Don Roberto Malgesini è stato ucciso martedì mattina da un uomo che lui stesso conosceva e aiutava, un senza tetto con disagi psichici. Don Roberto era un prete attivo nell'accoglienza e nella solidarietà che, insieme ad altri – pochi -come lui a Como, ha "aperto le menti, i cuori" e le parrocchie per aiutare chi arriva in questo paese fuggendo da fame, guerre e discriminazioni oppure non è riuscito a sbarcare il lunario pur essendo nato e cresciuto in questo paese. Ogni giorno, insieme a tanti volontari, portava cibo, vestiti, coperte,...alle molte persone che, nella ricca città lariana, vivono per strada. Durante il lockdown ciò gli è costato pure una multa.

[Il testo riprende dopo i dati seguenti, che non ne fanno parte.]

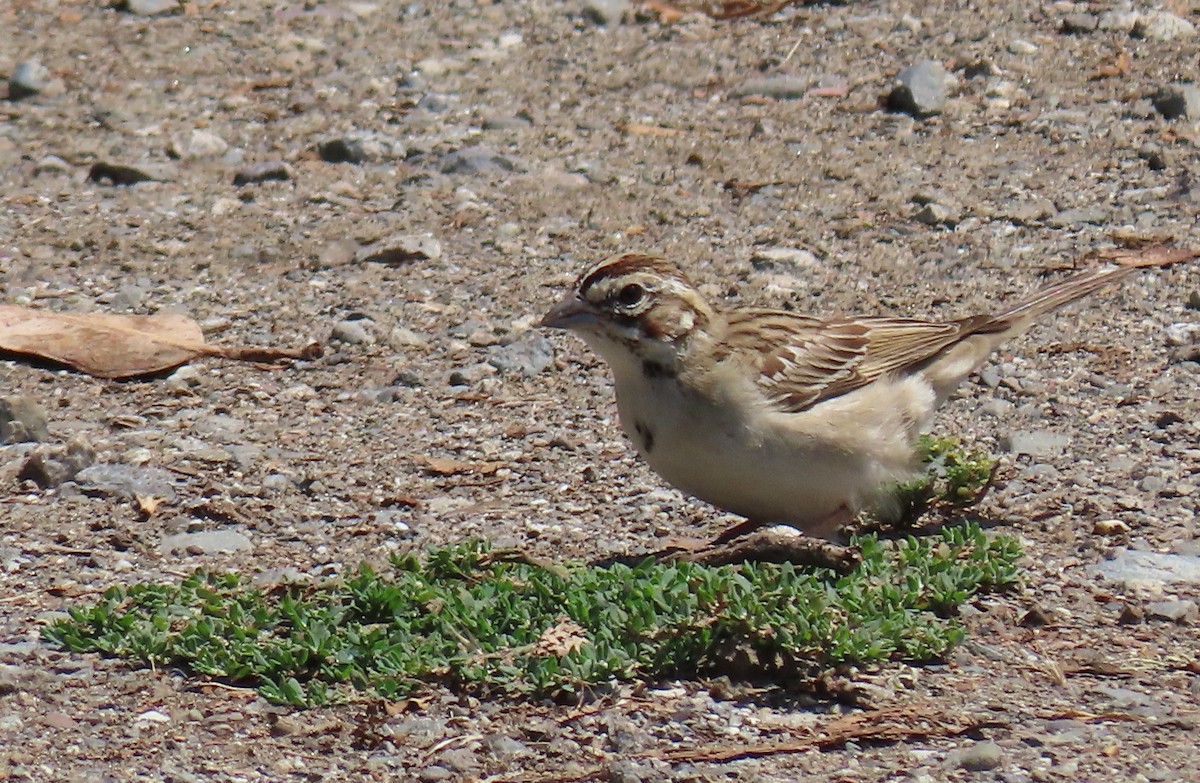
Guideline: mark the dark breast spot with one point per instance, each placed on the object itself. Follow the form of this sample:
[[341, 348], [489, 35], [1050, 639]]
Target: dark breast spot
[[646, 435], [653, 370]]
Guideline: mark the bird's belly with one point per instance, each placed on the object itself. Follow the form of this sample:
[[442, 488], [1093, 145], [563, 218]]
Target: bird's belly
[[772, 477]]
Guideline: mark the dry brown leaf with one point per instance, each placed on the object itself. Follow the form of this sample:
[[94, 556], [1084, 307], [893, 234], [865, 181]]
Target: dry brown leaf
[[667, 12], [1120, 66], [1158, 256], [118, 346], [637, 129], [445, 466], [148, 504], [561, 639], [1131, 238]]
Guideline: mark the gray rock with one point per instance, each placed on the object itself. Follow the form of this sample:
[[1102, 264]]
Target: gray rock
[[1078, 216], [151, 7], [503, 746], [471, 375], [52, 165], [31, 78], [606, 11], [401, 250], [1163, 25], [265, 172], [1121, 19], [781, 88], [436, 102], [352, 333], [922, 89], [1027, 211], [505, 121], [628, 771], [1153, 155], [127, 480], [199, 143], [1079, 23], [121, 174], [1035, 442], [1179, 101], [1131, 567], [791, 259], [979, 757], [48, 467], [1183, 333], [1125, 698], [342, 150], [935, 214], [208, 542], [435, 773], [1185, 613], [527, 356], [23, 420], [474, 161]]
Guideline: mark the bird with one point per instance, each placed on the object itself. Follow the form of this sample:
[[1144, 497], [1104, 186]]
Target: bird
[[774, 416]]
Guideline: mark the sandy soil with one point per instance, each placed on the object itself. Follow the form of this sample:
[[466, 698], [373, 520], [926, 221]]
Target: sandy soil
[[516, 143]]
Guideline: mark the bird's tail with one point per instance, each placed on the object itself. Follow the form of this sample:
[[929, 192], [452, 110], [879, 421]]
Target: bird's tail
[[987, 333]]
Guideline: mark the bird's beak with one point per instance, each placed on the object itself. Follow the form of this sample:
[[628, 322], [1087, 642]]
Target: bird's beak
[[570, 314]]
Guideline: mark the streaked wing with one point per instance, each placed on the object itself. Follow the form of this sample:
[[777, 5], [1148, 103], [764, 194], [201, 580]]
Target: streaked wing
[[803, 360]]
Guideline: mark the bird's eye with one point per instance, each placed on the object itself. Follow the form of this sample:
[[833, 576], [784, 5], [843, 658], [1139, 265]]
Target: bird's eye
[[630, 296]]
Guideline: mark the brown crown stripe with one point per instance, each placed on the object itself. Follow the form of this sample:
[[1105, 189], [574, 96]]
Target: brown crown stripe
[[629, 263]]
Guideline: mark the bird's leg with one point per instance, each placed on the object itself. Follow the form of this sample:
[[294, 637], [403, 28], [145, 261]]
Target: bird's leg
[[744, 527], [826, 527]]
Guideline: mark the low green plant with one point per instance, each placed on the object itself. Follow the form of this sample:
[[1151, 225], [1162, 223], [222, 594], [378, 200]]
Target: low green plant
[[475, 621], [954, 478]]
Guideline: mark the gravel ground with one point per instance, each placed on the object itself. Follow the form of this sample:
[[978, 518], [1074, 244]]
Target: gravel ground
[[414, 184]]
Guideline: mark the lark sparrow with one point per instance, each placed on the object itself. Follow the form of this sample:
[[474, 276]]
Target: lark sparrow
[[778, 417]]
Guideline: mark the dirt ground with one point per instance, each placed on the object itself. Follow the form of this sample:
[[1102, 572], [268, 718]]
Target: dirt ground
[[499, 148]]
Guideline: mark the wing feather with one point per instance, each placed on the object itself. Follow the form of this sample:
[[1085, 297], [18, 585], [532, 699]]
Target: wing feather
[[803, 360]]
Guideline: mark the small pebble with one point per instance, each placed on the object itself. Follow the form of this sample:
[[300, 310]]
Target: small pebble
[[979, 757], [921, 90], [341, 150]]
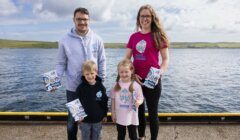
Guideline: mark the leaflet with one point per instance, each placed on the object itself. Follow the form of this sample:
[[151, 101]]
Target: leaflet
[[76, 109], [51, 80], [152, 78]]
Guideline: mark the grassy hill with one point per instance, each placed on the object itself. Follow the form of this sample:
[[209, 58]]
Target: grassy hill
[[41, 44]]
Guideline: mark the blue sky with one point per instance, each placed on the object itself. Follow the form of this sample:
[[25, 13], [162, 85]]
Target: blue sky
[[114, 20]]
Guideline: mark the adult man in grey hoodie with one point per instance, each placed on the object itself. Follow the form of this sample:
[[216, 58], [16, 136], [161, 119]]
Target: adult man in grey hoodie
[[79, 45]]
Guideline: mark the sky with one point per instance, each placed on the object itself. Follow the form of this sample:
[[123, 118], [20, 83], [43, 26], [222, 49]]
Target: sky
[[115, 20]]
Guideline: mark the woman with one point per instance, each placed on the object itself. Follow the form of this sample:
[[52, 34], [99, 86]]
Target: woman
[[145, 46]]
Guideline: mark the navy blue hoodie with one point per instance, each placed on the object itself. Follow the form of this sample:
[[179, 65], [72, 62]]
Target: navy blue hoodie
[[93, 99]]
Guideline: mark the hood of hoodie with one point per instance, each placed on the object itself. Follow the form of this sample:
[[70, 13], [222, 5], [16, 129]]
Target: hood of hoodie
[[73, 33], [98, 79]]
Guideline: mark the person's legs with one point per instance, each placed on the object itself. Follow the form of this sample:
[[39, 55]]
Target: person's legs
[[142, 120], [121, 132], [152, 97], [85, 130], [96, 131], [71, 124], [132, 132]]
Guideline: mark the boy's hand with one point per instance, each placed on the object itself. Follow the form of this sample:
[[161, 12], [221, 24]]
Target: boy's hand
[[104, 119], [79, 121], [114, 119], [137, 103]]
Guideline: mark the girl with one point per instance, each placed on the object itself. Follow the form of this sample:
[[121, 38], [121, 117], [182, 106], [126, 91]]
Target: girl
[[126, 96], [146, 46]]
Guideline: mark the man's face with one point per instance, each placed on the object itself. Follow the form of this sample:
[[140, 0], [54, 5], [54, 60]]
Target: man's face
[[81, 22]]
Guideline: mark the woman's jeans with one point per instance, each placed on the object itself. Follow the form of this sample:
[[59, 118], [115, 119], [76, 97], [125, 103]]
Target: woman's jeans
[[71, 124], [91, 131], [152, 97], [132, 132]]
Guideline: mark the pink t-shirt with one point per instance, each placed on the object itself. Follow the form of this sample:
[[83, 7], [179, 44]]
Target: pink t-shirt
[[125, 114], [145, 54]]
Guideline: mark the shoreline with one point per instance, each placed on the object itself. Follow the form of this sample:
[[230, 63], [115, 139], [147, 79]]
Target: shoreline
[[178, 45]]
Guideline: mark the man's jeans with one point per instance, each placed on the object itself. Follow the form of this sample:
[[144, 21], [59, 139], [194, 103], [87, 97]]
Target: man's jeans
[[91, 131], [71, 124]]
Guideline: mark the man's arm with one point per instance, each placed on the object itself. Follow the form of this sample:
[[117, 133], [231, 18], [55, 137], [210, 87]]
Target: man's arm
[[61, 60], [101, 61]]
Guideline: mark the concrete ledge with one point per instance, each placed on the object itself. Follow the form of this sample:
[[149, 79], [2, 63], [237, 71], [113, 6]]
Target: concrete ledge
[[56, 130]]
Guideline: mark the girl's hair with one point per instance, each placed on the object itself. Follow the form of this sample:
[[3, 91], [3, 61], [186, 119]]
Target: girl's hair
[[89, 66], [125, 63], [81, 10], [159, 35]]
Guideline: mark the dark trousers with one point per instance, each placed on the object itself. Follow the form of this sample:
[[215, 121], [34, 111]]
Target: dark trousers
[[132, 131], [72, 126], [152, 97]]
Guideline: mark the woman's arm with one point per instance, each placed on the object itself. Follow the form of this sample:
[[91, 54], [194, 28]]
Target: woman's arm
[[113, 110], [128, 53]]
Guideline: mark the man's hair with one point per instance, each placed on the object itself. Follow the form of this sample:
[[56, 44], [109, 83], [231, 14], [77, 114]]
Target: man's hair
[[89, 66], [81, 10]]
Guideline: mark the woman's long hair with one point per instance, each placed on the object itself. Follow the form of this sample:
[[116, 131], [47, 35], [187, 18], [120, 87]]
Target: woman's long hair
[[125, 63], [159, 35]]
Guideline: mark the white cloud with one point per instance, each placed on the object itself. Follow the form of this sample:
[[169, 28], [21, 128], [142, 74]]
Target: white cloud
[[114, 20], [7, 8]]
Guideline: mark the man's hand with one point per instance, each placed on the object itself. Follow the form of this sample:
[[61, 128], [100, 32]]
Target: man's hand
[[114, 119], [138, 79]]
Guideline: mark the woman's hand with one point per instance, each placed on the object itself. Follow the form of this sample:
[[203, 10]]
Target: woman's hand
[[138, 79], [104, 119], [114, 119]]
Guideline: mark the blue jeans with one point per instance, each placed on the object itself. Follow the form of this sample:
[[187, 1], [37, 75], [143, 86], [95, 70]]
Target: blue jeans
[[71, 124], [91, 131]]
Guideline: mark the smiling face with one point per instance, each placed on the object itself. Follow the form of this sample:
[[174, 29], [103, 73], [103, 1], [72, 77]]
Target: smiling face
[[125, 73], [81, 22], [145, 19], [90, 76]]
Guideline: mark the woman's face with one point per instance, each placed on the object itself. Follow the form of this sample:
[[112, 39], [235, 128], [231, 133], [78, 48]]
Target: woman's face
[[145, 19]]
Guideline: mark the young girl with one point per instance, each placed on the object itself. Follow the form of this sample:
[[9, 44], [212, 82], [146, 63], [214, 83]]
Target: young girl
[[126, 96], [146, 46]]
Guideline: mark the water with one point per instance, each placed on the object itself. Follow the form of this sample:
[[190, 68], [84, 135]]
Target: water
[[197, 80]]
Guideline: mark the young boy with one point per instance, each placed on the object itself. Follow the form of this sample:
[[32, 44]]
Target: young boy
[[92, 95]]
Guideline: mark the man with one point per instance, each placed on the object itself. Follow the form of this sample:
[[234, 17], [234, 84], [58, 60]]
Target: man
[[79, 45]]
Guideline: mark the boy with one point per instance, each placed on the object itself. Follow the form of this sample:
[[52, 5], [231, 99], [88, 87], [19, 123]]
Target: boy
[[92, 95]]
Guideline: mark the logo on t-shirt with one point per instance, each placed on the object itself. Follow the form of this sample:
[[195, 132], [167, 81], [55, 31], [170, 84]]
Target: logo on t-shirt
[[98, 96], [141, 46], [124, 96]]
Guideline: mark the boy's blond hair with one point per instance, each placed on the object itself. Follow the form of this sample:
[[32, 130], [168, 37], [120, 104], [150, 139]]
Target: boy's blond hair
[[89, 66]]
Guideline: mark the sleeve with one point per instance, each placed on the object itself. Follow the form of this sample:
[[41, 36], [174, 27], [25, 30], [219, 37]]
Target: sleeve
[[61, 60], [105, 100], [101, 61], [138, 89], [130, 43]]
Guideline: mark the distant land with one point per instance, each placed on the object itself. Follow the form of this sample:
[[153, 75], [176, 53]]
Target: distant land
[[4, 43]]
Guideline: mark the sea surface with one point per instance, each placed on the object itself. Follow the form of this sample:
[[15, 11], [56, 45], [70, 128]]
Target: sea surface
[[197, 80]]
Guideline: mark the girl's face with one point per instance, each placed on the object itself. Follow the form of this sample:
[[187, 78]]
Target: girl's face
[[125, 73], [145, 19], [90, 77]]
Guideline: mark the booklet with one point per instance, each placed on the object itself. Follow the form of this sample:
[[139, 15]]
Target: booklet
[[76, 109], [152, 78], [134, 99], [51, 80]]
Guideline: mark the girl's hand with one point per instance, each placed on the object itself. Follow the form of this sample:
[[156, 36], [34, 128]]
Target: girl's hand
[[138, 79], [114, 119], [104, 119]]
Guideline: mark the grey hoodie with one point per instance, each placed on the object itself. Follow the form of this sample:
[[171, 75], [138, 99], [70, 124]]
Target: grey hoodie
[[73, 50]]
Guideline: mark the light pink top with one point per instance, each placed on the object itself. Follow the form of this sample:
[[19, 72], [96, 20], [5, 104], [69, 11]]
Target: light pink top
[[125, 114]]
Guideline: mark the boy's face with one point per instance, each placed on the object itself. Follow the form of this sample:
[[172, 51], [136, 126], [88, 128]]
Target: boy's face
[[90, 76]]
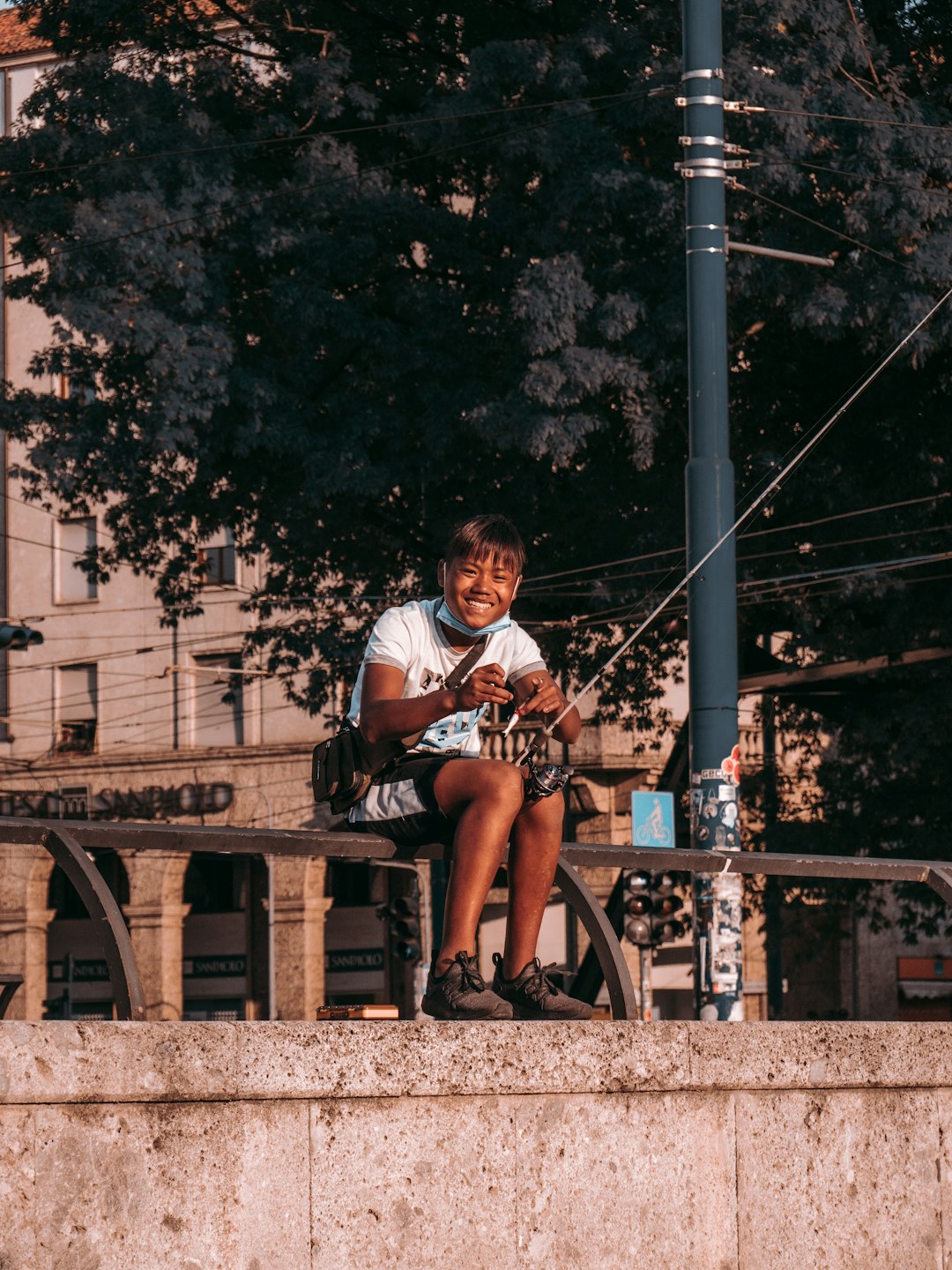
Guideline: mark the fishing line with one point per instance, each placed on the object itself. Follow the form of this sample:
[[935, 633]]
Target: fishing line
[[545, 733]]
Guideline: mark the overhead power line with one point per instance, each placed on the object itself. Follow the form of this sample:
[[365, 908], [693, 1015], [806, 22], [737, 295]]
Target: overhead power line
[[312, 138], [257, 201], [746, 108]]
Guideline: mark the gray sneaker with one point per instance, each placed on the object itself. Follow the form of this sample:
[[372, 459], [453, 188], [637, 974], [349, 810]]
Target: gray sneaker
[[461, 993], [532, 993]]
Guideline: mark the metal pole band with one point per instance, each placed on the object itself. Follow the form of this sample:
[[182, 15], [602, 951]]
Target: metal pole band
[[698, 101]]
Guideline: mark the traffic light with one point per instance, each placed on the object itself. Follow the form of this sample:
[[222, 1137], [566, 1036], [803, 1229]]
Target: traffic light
[[651, 908], [18, 637], [666, 925], [403, 915], [637, 907]]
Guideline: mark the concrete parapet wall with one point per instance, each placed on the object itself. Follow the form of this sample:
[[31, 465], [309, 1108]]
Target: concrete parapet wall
[[305, 1146]]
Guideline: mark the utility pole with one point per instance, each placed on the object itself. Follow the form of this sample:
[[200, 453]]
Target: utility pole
[[712, 598]]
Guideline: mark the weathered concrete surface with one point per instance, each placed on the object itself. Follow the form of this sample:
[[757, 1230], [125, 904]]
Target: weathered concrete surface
[[365, 1146]]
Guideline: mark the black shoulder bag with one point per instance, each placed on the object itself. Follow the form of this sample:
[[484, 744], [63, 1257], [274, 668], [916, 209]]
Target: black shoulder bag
[[343, 766]]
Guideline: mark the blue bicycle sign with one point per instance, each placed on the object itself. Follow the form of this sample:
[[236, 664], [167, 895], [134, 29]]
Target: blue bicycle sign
[[651, 818]]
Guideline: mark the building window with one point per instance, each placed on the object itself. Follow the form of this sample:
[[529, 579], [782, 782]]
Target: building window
[[74, 539], [77, 707], [219, 706], [217, 560]]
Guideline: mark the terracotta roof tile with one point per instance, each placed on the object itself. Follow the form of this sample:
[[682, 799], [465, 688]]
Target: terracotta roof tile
[[16, 36]]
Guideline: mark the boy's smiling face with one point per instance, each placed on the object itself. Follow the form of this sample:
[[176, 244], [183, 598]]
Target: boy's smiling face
[[479, 592]]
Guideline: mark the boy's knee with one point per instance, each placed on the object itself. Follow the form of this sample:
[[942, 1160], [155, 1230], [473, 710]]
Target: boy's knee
[[502, 779], [548, 811]]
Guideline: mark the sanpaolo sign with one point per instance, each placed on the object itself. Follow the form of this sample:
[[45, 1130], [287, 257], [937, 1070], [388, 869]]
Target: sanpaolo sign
[[81, 803]]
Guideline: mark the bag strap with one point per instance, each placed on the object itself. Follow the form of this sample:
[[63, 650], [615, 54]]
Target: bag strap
[[458, 673]]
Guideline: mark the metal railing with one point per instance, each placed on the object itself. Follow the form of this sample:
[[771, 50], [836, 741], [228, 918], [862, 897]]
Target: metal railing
[[70, 841]]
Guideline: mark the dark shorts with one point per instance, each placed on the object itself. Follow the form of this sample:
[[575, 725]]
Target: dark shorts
[[401, 805]]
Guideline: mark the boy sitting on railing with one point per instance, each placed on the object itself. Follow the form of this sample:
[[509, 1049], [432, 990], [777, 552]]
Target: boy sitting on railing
[[442, 790]]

L'entrata in vigore dei decreti sicurezza e la conseguente chiusura dei campi profughi, incluso quello di Como, ha riversato centinaia di persone sul territorio, senza alcuna tutela, abbandonate a se stesse se non fosse per l'opera costante di tante persone di buona volontà, cattolici e non, che continuano a fornire assistenza e conforto. Condizione, quella dei senza tetto, che aggrava ulteriormente il disagio di chi soffre il razzismo e l'emarginazione di un contesto che fa del diverso la causa di tutti i mali. Ai volontari, ai familiari, agli amici di don Roberto va tutta la nostra solidarietà e il nostro sostegno.

Quella di don Roberto riporta alla memoria un'altra triste perdita, avvenuta in circostanze molto simili, quella di don Renzo Beretta, avvenuta il 20 gennaio 1999 a Ponte Chiasso.

"Come disse in quell'occasione don Renzo Scapolo (altro sacerdote attivo nella solidarietà) – afferma don Giusto con cui abbiamo condiviso diverse iniziative per l'accoglienza e contro il razzismo – ora c'è un operaio in meno. Dobbiamo darci da fare".